Importantly, according to Johnston, although the phenomenological indistinguishability between a veridical perceptual experience and a hallucination is accounted for by the characterization of both sorts of experiences as an awareness of sensible profiles, it does not follow that then these two sorts of experiences are directed towards the same kind of object. In the case of veridical perceptual experience, we are presented with particular worldly objects that instantiate sensible profiles while in hallucination we are presented with sensible profiles that are not instantiated. To assume that in both cases we are presented with the same kind of object, namely sensible profiles, is to assume what Johnston calls the ‘The Phenomenal Bottleneck Principle’ according to which ‘[i]f two acts of awareness are qualitatively indistinguishable for their subject then objects of the very same type are directly presented in each act of awareness’ (Johnston 2004, 151). For our purposes, what is important to highlight is that by rejecting ‘The Phenomenal Bottleneck Principle’, Johnston rejects the assumption that we gain access to particular worldly objects by being presented with sensible profiles. Rather, Johnston’s thought is that we are presented with particular objects as having sensible profiles. As Johnston puts it, ‘the ‘as’-structure of sensory awareness is not the loaded ‘by’-structure of the friend of indirection’ (ibid, 155). This is important because, as we shall see presently, it reveals what Johnston takes to be a defining feature of experience that distinguishes him from the representationalist.

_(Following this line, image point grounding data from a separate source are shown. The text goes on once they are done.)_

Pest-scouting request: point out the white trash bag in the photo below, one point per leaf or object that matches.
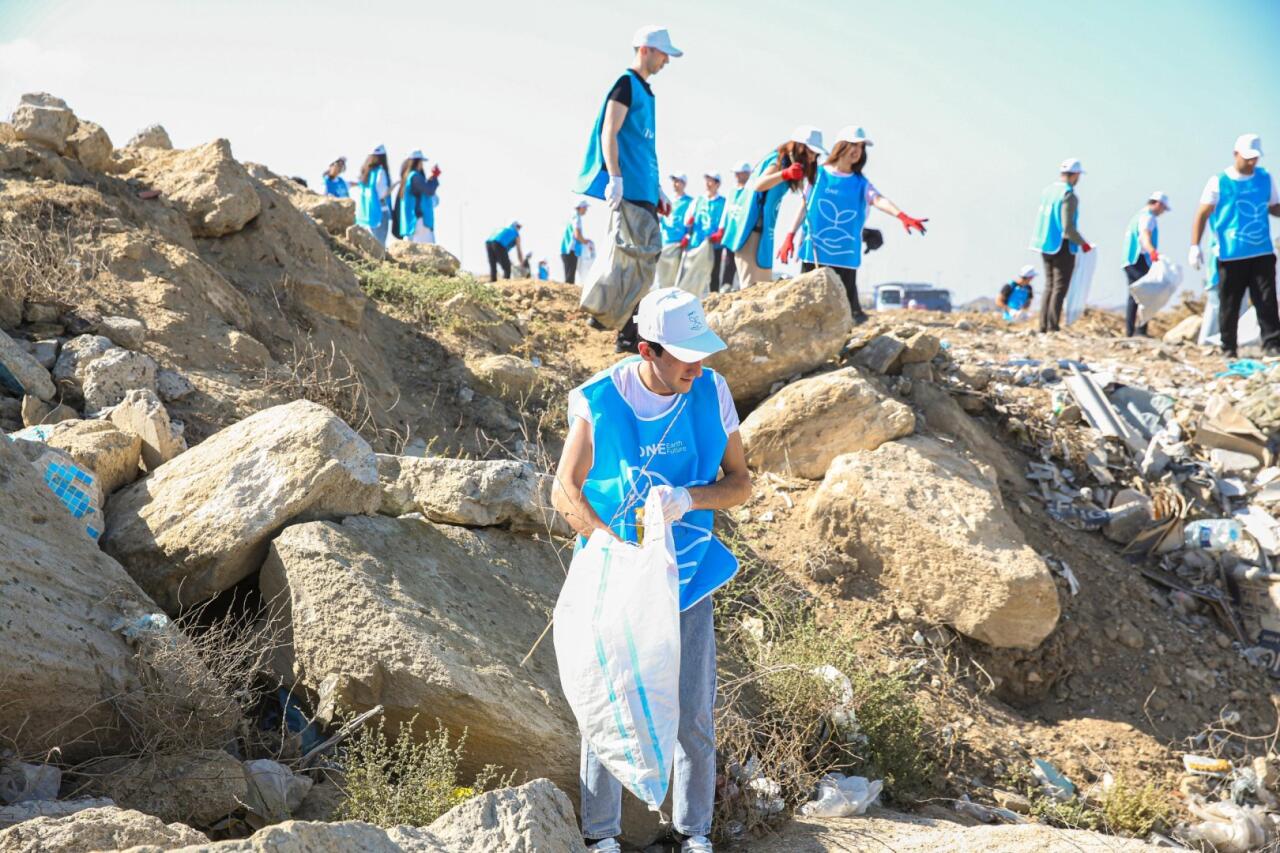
(1153, 290)
(617, 644)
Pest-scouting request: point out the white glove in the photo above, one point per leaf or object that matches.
(613, 192)
(675, 501)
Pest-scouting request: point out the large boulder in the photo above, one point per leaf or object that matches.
(932, 523)
(96, 829)
(62, 656)
(778, 329)
(430, 621)
(202, 520)
(208, 185)
(469, 492)
(812, 422)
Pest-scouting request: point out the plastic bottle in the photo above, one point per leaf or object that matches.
(1211, 534)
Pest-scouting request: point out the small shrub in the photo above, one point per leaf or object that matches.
(406, 780)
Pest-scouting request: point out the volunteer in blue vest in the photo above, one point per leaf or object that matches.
(673, 232)
(415, 200)
(1235, 204)
(749, 227)
(1057, 240)
(664, 400)
(574, 242)
(498, 249)
(728, 270)
(334, 185)
(1142, 241)
(1015, 297)
(373, 195)
(621, 167)
(835, 215)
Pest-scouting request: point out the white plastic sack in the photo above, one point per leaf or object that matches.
(1078, 291)
(617, 644)
(841, 796)
(1153, 290)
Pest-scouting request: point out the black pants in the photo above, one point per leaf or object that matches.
(849, 278)
(498, 256)
(1057, 277)
(570, 267)
(1133, 272)
(1256, 276)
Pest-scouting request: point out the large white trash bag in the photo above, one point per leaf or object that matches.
(1153, 290)
(617, 644)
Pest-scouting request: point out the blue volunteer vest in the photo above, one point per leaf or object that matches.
(682, 447)
(369, 206)
(504, 237)
(707, 218)
(743, 217)
(1048, 223)
(833, 220)
(638, 153)
(1133, 242)
(1239, 219)
(334, 186)
(673, 226)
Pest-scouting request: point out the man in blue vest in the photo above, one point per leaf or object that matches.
(621, 167)
(1235, 204)
(1057, 241)
(662, 422)
(1142, 250)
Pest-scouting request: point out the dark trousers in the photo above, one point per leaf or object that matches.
(1133, 272)
(570, 267)
(1257, 277)
(849, 278)
(1057, 277)
(498, 256)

In opposition to the intentionalist, then, Johnston rejects the idea that in both veridical perceptual experience and hallucination we are presented with the same sort of object where this is conceived as a property of experience.7 Rather, what the two experiences share is being an awareness of a complex property i.e. a sensible profile, where this property is not a property of the experience but rather, in the case of a veridical perceptual experience, it is a property instantiated by the particular objects out there in the world. So in the case of veridical perceptual experience, the phenomenal character is constituted (in part) by the very features of the objects we are confronted with. And in the case of hallucinatory experience, the phenomenal character is constituted by non-instantiated sensible profiles. Crucially, then, contra the intentionalist, Johnston maintains that in the case of veridical perceptual experience, the phenomenal character of sensory experience is not ultimately constituted solely by properties of the experience, properties that it shares with hallucinatory experience. Rather, the phenomenal character is (in part) constituted by the qualitative features of the particular worldly objects confronting the subject.

We are now in the position to appreciate what is at stake in Johnston’s account of affect as a disclosure of value. Johnston claims that his ‘thought about the sensuous values is that exemplifications of them can typically be sensed only when sensing is refined by affect’ (Johnston 2001, 210). First, recall that the objects of veridical sensory awareness are the particular objects we are confronted with that instantiate sensible profiles, where the notion of sensible profiles is comparable to Wittgenstein’s “seeing as”. So when Johnston speaks of affect as a refinement of sensing he means that in an affective experience, just like in a sensory experience, particular worldly objects strike us as being a certain way, in this case as exemplifying certain values. Most importantly, what the above discussion of the difference between Johnston and the representationalist brings out is that the way we are to think of the phenomenal character of a veridical affective experience, according to Johnston, is as constituted by the way that the particular worldly objects are, that is, as instantiating evaluative properties. According to Johnston, this naïve realist claim is captured by the notion of “seeing-as”: affect is the presentation of particular objects in the world as exemplifying the sensible profile of an evaluative property. It is in this way that we should understand Johnston’s claim that affect is the disclosure of value.

4 Affect and the as-structure of experience

Does Johnston’s account of affect as a disclosure of value deliver on its promise? When we ask the same question for the case of visually experiencing a red object, and if we accept Johnston’s conception of the phenomenal character of experience, the answer is: yes, Johnston’s account does have the resources to show that phenomenally conscious sensory experience grants us epistemic access to the features of the object of experience and that therefore it plays an essential role in the acquisition of knowledge of what the relevant property is. That is because the phenomenal character of seeing, say, red just is (in part) being presented with redness itself. According to this conception of the phenomenal character of experience, we cannot learn what redness itself is unless we have a visual experience with that phenomenal character. Can we hold on to a similar thought once we shift to affect and value?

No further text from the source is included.